La capacité en droit occupe une place particulière dans le paysage des formations universitaires : présente dans de nombreuses universités en France [1], c’est un cycle d’études de deux ans accessible à toute personne de plus de 17 ans, sans aucun critère de diplômes. Elle permet ainsi aux non bacheliers de s’inscrire dans l’enseignement supérieur et ouvre la voie sur le monde du travail et les concours administratifs.
C’est un diplôme d’Etat qui permet d’obtenir un niveau équivalent à celui du baccalauréat et d’accéder à la Licence 1 voire la Licence 2 selon les résultats obtenus. Elle est également compatible avec une activité salariée ou d’autres études puisqu’elle propose des cours du soir et les samedi répartis sur deux années.
Donner une deuxième chance.
Créée sous Napoléon, et anciennement régie par le décret n° 56-348 du 30 mars 1956 (abrogé depuis l’arrêté de 2021 évoqué plus bas), la capacité en droit avait pour objectif initial, comme nous l’explique Sophie Rozez, directrice de la capacité en droit à l’Université de Paris Nanterre, de « permettre au peuple de faire des études supérieures ». Aujourd’hui, elle vise à « donner une deuxième chance à des personnes en situation d’échec ou d’insuffisance » en leur donnant une formation de base dans les grandes disciplines juridiques.

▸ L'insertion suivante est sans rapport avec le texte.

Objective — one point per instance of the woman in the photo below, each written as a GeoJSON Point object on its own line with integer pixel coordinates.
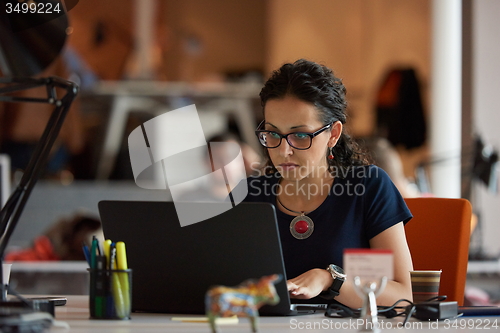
{"type": "Point", "coordinates": [315, 172]}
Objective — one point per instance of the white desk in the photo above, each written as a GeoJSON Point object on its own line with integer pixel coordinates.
{"type": "Point", "coordinates": [76, 315]}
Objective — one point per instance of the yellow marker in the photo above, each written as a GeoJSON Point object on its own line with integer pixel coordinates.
{"type": "Point", "coordinates": [121, 258]}
{"type": "Point", "coordinates": [121, 255]}
{"type": "Point", "coordinates": [107, 254]}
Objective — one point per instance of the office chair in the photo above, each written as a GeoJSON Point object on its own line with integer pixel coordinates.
{"type": "Point", "coordinates": [438, 237]}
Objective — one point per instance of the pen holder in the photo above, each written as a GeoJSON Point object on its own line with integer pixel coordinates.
{"type": "Point", "coordinates": [110, 294]}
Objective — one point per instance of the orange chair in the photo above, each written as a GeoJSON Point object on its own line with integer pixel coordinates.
{"type": "Point", "coordinates": [438, 237]}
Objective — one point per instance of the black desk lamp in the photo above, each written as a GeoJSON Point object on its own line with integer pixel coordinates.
{"type": "Point", "coordinates": [29, 42]}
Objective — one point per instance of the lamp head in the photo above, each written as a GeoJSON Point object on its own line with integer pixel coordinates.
{"type": "Point", "coordinates": [29, 42]}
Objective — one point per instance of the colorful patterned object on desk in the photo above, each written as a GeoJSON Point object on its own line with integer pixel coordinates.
{"type": "Point", "coordinates": [242, 301]}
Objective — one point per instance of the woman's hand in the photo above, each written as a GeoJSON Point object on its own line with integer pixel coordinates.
{"type": "Point", "coordinates": [309, 284]}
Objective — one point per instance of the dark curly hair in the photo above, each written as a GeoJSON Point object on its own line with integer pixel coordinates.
{"type": "Point", "coordinates": [316, 84]}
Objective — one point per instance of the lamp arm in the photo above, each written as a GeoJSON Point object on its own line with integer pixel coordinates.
{"type": "Point", "coordinates": [11, 212]}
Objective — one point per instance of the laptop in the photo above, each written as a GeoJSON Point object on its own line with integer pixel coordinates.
{"type": "Point", "coordinates": [174, 266]}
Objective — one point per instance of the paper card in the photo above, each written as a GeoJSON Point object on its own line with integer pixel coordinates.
{"type": "Point", "coordinates": [369, 264]}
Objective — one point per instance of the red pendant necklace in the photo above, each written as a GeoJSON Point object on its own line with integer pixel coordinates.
{"type": "Point", "coordinates": [301, 226]}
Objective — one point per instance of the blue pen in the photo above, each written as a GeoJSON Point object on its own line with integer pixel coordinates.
{"type": "Point", "coordinates": [86, 253]}
{"type": "Point", "coordinates": [93, 253]}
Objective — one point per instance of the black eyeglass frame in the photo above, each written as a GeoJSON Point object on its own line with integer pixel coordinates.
{"type": "Point", "coordinates": [285, 136]}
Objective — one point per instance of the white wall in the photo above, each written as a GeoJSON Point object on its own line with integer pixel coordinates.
{"type": "Point", "coordinates": [486, 108]}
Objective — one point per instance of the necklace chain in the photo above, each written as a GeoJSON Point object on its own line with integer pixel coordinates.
{"type": "Point", "coordinates": [293, 211]}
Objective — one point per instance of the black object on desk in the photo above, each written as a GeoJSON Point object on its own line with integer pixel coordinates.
{"type": "Point", "coordinates": [174, 266]}
{"type": "Point", "coordinates": [474, 311]}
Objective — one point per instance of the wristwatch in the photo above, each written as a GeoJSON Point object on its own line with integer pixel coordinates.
{"type": "Point", "coordinates": [338, 276]}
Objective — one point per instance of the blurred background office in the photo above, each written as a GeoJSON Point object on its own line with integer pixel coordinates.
{"type": "Point", "coordinates": [422, 117]}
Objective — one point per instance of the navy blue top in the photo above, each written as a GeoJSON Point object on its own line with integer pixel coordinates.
{"type": "Point", "coordinates": [361, 204]}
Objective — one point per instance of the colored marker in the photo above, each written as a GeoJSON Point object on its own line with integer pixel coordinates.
{"type": "Point", "coordinates": [116, 286]}
{"type": "Point", "coordinates": [106, 247]}
{"type": "Point", "coordinates": [121, 256]}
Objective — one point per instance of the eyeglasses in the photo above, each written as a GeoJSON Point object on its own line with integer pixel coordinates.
{"type": "Point", "coordinates": [297, 140]}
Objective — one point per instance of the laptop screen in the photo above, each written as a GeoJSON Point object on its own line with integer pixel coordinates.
{"type": "Point", "coordinates": [174, 266]}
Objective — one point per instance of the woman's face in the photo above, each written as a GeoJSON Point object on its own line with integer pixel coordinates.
{"type": "Point", "coordinates": [290, 114]}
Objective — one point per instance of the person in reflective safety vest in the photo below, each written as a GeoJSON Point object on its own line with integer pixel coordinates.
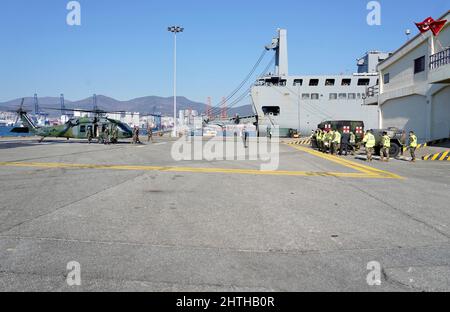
{"type": "Point", "coordinates": [369, 140]}
{"type": "Point", "coordinates": [385, 146]}
{"type": "Point", "coordinates": [412, 145]}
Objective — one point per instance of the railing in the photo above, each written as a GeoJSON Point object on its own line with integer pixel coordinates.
{"type": "Point", "coordinates": [440, 59]}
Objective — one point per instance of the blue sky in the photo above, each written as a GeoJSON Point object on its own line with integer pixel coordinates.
{"type": "Point", "coordinates": [123, 49]}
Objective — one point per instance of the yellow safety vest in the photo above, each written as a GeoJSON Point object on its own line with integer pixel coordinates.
{"type": "Point", "coordinates": [386, 141]}
{"type": "Point", "coordinates": [337, 137]}
{"type": "Point", "coordinates": [320, 136]}
{"type": "Point", "coordinates": [369, 139]}
{"type": "Point", "coordinates": [413, 141]}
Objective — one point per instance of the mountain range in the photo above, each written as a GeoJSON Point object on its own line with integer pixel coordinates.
{"type": "Point", "coordinates": [143, 105]}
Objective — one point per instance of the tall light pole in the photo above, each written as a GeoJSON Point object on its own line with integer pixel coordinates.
{"type": "Point", "coordinates": [175, 30]}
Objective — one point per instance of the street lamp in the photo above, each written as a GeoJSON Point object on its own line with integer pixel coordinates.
{"type": "Point", "coordinates": [175, 30]}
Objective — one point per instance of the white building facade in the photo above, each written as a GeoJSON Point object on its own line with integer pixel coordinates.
{"type": "Point", "coordinates": [414, 86]}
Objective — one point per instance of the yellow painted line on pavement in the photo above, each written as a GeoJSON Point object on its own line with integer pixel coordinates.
{"type": "Point", "coordinates": [370, 171]}
{"type": "Point", "coordinates": [443, 156]}
{"type": "Point", "coordinates": [192, 170]}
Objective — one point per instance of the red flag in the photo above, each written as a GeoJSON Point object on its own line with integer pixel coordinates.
{"type": "Point", "coordinates": [437, 26]}
{"type": "Point", "coordinates": [425, 25]}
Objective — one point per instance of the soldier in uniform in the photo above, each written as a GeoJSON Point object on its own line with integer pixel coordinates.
{"type": "Point", "coordinates": [115, 135]}
{"type": "Point", "coordinates": [101, 137]}
{"type": "Point", "coordinates": [106, 134]}
{"type": "Point", "coordinates": [336, 142]}
{"type": "Point", "coordinates": [149, 133]}
{"type": "Point", "coordinates": [90, 134]}
{"type": "Point", "coordinates": [385, 146]}
{"type": "Point", "coordinates": [352, 143]}
{"type": "Point", "coordinates": [412, 145]}
{"type": "Point", "coordinates": [345, 142]}
{"type": "Point", "coordinates": [369, 141]}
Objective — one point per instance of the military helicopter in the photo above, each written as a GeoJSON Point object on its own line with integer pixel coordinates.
{"type": "Point", "coordinates": [75, 127]}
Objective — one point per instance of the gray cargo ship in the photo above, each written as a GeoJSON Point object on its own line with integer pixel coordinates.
{"type": "Point", "coordinates": [302, 102]}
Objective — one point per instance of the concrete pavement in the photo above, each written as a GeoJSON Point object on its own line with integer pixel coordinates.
{"type": "Point", "coordinates": [209, 230]}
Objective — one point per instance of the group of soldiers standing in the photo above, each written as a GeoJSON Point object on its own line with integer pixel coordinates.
{"type": "Point", "coordinates": [333, 142]}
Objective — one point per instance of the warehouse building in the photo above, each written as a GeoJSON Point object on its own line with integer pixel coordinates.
{"type": "Point", "coordinates": [414, 86]}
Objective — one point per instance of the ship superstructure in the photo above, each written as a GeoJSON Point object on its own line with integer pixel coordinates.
{"type": "Point", "coordinates": [302, 102]}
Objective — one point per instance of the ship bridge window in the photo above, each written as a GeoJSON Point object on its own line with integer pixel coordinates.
{"type": "Point", "coordinates": [330, 82]}
{"type": "Point", "coordinates": [298, 82]}
{"type": "Point", "coordinates": [346, 82]}
{"type": "Point", "coordinates": [275, 81]}
{"type": "Point", "coordinates": [314, 82]}
{"type": "Point", "coordinates": [363, 82]}
{"type": "Point", "coordinates": [271, 110]}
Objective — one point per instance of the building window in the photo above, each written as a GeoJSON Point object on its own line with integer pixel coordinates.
{"type": "Point", "coordinates": [346, 82]}
{"type": "Point", "coordinates": [298, 82]}
{"type": "Point", "coordinates": [419, 65]}
{"type": "Point", "coordinates": [271, 110]}
{"type": "Point", "coordinates": [329, 82]}
{"type": "Point", "coordinates": [363, 82]}
{"type": "Point", "coordinates": [314, 82]}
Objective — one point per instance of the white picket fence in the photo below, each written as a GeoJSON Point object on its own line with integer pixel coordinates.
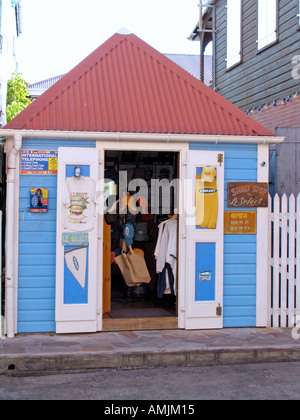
{"type": "Point", "coordinates": [284, 261]}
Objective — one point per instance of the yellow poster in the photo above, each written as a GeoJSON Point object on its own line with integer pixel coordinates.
{"type": "Point", "coordinates": [207, 198]}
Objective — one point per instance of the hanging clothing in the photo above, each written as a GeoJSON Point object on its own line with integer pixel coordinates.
{"type": "Point", "coordinates": [166, 257]}
{"type": "Point", "coordinates": [79, 199]}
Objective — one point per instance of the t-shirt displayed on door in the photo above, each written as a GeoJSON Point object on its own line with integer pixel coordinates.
{"type": "Point", "coordinates": [79, 200]}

Son historique récent témoigne d’une désaffection, que Sophie Rozez met sur le compte d’une « méconnaissance de la formation par les publics visés et par les institutions et partenaires susceptibles de les faire connaître. » Il y avait ainsi 8 215 élèves en 1997-1998 [2] et le nombre a progressivement baissé jusqu’à 2 265 étudiants en 2019/2020 [3].
Voie d’employabilité.
Or, cette filière, « bien qu’elle ne permet pas en tant que tel d’avoir une professionnalisation » rappelle Sophie Rozez, agit comme une voie d’employabilité pour de nombreux jeunes non bacheliers et pour des personnes en situation de reconversion professionnelle. C’est ce que défend la directrice de la formation à Nanterre qui est témoin chaque année de « la volonté de réussir, la motivation qui caractérise le capacitaire en droit » alors qu’il s’agit au départ d’un « public diversifié avec des fragilités. » Le cadre d’étude est par ailleurs très important : « Le fait pour eux d’être à l’Université est très valorisant. Ils sont dans une dynamique de groupe, ils se soutiennent, sans phénomène de perdition. »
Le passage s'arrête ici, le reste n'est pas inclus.